Gubaidulina first graduated from the Kazan Conservatory in 1954 with degrees in composition and piano, and later transferred to the Moscow Conservatory. She embarked on a highly individual path that would significantly diverge from the traditional compositional style in Russia. When she finished her studies in 1961, Soviet authorities had already marked her as an “irresponsible” composer on a “mistaken path.” Although Dimitri Shostakovich became one of her most ardent admirers and enthusiastic supporters, she was eventually blacklisted and denounced for producing “noisy mud instead of real musical innovation.” However, Gubaidulina wrote, “Being blacklisted and so unperformed gave me artistic freedom, even if I couldn’t earn much money,” she says. “I could write what I wanted without compromise.” She did earn her money writing film music scores, but devoted several months a year to her own music. During this period of experimentation, strikingly original composition—Concordanza, the Concerto for bassoon and low instruments, The Hour of the Soul and the exceptional De Profundis—began to forcefully emerge.
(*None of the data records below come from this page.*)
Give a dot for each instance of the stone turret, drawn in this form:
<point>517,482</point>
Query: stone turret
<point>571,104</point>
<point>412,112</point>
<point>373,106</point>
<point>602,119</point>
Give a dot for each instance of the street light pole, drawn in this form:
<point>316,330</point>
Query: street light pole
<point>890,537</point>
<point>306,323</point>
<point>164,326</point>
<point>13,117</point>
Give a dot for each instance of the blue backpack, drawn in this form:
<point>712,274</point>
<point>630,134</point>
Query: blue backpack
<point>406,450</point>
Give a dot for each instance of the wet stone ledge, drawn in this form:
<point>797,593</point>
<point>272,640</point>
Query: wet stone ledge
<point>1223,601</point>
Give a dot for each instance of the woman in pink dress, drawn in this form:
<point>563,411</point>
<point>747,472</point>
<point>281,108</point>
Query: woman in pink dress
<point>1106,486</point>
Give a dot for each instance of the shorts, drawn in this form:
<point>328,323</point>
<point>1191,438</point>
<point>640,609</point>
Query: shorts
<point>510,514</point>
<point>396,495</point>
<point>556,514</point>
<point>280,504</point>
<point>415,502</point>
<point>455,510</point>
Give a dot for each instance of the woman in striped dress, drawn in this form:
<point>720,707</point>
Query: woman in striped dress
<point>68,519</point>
In the late 1970’s music became an all-important escape from the socio-political atmosphere of the Soviet Union. And as a result, her essentially religious temperament became more and more pronounced in her work. In compositions like Introitus, the Violin Concerto for Gidon Kremer, the Offertorium and the Seven Words—published under the title “Partita”—Gubaidulina strongly associated music with human transcendence and mystical spirituality. The Last Judgement, Alleluia and the colossal Passion according to St. John musically capture the longing inside the soul of humanity. However, Gubaidulina has also experimented with electronic music and improvisational techniques, and much of her recent work reflects her fascination with ancient principles of rhythmic proportions. Since 1992, Gubaidulina has lived an almost solitary life in a small village outside Hamburg, Germany. She had received numerous awards and commendations, ranging from the Kazan Conservatory to the American Academy of Arts and Letters and to Yale University. She is also a member of the musical academies in Frankfurt, Hamburg and the Royal Swedish Academy of Music. In 2013, Gubaidulina became the recipient for the Golden Lion for Lifetime Achievement for Music at the Biennale die Venezia. Working on a huge number of commissions, the composer explains, “Whatever I write is just an attempt. For us human beings nothing is ever realized as we imagine. What we do is just attempts.” Without doubt, Gubaidulina is rightfully considered one of the most important composers alive today.